京都には頻繁に行ってはいない。特にコロナの外出自粛期間があったので今回の訪問は数年ぶりになった。都市景観条例があるからなのか、観光地としての基本的な姿勢なのか、勿論そこが生活の場である方にしてみれば彼方此方どんどん変わっていると云われるのだろう。でも、何年も空けて久しぶりに訪ねてみると街の眺めは殆ど変わっていない(様に見える)。
街の建物の並びや、通りの様子や、家並みを越して見える山々のシルエットやゆったりとした空の広さが自分の記憶と激しく違わない事に安心するのだ。変わらず在る様に見える場所に行って、あーあの日と同じだと安堵したいから行きたくなるに違いない。

もう一つ、町中で買い物をする際に聞こえてくる、そこで生活されている方々の会話が好きなのだ。日々の暮らしで交わされる、当たり前の言葉が聞こえる状況に飢えているのだと思う。
実家の周りに住んでいた人たちは、街の変貌と一緒に居なくなった。商店もしもた屋も取り壊されてビルに建て替えられビジネス街になった。

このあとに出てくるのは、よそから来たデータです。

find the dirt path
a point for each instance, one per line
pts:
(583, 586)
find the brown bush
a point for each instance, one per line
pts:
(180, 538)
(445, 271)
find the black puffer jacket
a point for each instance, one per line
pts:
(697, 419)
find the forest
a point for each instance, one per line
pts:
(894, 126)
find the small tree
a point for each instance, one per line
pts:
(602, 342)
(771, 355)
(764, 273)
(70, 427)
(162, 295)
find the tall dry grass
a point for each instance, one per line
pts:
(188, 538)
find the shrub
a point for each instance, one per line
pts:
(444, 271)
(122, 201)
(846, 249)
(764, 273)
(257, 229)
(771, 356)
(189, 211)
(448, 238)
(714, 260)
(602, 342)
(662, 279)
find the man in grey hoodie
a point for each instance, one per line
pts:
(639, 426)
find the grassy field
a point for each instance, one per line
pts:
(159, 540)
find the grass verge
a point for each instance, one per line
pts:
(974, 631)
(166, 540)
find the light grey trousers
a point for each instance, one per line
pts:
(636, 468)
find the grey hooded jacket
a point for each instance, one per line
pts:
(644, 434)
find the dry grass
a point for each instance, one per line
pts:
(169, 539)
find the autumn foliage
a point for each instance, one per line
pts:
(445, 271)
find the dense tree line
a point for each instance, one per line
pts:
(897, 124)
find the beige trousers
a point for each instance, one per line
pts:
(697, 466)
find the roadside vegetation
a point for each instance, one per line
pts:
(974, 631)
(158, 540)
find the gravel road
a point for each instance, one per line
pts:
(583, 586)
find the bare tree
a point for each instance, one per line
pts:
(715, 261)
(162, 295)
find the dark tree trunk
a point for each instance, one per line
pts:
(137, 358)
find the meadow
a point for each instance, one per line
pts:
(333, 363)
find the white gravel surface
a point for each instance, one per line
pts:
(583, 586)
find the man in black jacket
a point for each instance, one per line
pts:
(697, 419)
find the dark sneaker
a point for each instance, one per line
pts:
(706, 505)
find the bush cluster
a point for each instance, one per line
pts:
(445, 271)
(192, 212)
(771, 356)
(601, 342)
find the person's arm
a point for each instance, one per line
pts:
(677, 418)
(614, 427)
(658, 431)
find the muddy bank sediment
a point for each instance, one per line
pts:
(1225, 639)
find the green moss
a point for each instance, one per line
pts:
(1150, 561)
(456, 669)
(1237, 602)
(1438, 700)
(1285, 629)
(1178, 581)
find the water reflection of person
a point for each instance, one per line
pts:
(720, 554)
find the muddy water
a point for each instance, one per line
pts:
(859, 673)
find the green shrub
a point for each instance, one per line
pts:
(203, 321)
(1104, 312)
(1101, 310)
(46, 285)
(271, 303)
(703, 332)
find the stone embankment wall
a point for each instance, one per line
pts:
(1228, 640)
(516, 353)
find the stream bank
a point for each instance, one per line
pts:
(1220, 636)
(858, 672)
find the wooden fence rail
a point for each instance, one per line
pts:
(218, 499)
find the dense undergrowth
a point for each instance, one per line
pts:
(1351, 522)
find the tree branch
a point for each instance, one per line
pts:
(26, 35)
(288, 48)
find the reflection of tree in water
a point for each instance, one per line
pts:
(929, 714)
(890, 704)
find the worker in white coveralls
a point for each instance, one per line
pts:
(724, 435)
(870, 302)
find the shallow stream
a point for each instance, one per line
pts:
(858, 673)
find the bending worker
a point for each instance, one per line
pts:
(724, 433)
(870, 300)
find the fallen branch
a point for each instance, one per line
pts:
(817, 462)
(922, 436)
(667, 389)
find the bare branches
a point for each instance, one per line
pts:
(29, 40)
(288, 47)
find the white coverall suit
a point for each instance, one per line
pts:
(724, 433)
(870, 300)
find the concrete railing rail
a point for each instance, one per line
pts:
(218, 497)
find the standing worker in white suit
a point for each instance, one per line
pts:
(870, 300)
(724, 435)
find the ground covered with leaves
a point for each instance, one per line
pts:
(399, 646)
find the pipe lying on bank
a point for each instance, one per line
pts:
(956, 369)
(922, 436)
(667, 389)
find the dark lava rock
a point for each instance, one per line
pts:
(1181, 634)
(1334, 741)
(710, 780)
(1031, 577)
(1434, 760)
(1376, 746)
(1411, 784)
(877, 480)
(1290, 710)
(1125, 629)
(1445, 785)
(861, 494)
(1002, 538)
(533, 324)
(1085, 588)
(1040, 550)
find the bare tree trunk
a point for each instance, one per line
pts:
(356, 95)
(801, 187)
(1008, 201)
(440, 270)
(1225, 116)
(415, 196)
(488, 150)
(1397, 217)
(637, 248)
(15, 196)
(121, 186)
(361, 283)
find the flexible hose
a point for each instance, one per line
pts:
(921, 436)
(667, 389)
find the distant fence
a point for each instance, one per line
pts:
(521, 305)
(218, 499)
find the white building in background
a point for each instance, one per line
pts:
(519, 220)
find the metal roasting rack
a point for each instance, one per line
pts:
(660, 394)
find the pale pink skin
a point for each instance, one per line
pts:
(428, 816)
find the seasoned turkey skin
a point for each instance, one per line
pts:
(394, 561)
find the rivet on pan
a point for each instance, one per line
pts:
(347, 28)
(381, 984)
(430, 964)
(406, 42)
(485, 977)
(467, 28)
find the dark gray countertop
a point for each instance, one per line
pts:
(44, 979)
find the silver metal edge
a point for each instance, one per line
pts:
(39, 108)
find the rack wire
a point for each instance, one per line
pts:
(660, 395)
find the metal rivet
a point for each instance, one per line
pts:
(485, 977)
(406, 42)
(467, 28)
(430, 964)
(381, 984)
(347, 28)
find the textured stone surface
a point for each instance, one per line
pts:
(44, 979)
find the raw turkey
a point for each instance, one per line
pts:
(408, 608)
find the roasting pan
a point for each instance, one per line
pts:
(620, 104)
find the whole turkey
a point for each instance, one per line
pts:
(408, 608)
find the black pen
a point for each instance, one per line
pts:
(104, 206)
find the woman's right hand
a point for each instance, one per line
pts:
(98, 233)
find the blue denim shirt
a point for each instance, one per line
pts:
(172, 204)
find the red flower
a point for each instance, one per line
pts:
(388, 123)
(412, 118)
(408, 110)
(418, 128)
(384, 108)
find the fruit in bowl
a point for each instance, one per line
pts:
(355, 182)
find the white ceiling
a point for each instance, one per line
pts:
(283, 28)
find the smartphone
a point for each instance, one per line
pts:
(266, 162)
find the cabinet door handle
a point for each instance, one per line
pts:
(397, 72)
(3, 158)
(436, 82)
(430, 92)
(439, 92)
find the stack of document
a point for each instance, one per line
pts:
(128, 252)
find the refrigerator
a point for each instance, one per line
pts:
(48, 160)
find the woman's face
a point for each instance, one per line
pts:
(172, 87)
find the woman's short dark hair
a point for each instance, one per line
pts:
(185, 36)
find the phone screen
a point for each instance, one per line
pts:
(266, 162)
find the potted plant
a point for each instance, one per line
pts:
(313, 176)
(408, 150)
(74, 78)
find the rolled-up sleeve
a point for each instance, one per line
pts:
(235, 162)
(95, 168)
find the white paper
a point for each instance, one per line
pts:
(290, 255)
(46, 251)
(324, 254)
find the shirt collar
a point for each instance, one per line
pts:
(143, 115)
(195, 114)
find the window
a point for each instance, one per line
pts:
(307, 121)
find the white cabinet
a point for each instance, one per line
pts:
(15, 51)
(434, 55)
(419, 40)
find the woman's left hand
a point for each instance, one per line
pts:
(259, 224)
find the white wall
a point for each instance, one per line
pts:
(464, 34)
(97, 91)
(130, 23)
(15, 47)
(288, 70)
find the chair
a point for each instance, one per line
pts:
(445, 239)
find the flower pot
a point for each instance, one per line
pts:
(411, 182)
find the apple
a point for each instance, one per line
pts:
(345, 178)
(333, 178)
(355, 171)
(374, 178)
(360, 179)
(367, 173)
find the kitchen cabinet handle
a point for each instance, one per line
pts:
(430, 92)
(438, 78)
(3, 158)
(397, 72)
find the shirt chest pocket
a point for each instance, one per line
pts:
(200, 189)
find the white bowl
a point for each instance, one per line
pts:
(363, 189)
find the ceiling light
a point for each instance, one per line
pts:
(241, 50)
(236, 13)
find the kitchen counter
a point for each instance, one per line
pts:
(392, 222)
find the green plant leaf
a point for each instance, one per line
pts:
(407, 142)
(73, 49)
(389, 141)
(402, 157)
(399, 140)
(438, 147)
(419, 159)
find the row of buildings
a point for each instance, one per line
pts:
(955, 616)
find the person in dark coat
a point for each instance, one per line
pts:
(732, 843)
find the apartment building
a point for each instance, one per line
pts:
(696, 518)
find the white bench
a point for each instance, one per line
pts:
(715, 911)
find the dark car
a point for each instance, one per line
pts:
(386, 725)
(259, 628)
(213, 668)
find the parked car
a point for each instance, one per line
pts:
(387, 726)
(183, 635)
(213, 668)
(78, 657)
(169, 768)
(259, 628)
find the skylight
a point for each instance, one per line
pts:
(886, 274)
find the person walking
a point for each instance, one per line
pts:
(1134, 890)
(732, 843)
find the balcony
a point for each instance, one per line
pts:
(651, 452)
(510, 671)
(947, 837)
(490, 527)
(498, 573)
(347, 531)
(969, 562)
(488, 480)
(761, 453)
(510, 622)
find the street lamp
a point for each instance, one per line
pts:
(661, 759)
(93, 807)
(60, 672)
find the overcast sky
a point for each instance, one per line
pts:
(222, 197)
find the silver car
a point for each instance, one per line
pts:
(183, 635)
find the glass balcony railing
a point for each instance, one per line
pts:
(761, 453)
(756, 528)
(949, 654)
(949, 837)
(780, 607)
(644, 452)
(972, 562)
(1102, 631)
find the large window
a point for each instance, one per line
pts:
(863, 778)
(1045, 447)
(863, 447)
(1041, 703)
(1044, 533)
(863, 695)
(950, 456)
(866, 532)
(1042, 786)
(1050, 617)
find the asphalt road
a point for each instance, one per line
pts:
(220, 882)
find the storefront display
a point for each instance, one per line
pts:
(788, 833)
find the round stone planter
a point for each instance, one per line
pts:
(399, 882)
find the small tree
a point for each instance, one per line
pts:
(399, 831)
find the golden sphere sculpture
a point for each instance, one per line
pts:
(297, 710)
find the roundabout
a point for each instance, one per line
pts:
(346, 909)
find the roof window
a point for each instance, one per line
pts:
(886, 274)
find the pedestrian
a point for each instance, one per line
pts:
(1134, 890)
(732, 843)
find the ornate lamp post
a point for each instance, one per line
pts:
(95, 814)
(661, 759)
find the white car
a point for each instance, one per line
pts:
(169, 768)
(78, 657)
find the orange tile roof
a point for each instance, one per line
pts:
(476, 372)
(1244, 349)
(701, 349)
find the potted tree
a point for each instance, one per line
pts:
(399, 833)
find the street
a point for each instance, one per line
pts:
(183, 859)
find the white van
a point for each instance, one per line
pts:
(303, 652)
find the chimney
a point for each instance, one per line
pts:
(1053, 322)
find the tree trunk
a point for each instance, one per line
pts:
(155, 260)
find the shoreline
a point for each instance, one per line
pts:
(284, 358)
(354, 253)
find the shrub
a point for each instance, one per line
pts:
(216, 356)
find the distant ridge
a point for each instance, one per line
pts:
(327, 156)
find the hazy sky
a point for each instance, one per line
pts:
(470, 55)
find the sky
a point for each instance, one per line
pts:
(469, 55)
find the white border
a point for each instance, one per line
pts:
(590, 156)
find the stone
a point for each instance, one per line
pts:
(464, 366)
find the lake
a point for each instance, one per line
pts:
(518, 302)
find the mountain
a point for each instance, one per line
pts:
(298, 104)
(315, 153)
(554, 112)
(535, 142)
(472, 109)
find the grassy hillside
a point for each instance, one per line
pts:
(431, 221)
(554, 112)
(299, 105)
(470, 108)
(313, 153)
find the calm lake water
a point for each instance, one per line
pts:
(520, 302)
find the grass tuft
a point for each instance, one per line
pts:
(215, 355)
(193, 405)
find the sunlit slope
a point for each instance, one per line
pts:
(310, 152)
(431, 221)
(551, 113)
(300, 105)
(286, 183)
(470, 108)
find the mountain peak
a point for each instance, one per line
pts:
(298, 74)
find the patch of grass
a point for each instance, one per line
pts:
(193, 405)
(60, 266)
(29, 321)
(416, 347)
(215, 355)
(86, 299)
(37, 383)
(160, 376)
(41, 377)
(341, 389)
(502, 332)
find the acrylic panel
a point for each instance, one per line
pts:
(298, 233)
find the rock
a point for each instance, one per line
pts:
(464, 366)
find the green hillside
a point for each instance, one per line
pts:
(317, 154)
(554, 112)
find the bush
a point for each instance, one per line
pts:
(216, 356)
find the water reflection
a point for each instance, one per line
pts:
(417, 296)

パン屋も八百屋も惣菜屋も乾物屋も消えてしまったから、子供の頃から耳にしていた地元の言葉で話す人が何処にも居なくなった。今は母や母方の叔母と話す時だけ聞き慣れた東京弁で会話する。
京都へ行って大通りから一筋入った裏通りの商店で店の方と買い物客が普段の会話をしているのをぼんやりと聞いていたくなる。足を伸ばせばそこにあると知っているので、無性に行きたくなるのだろう。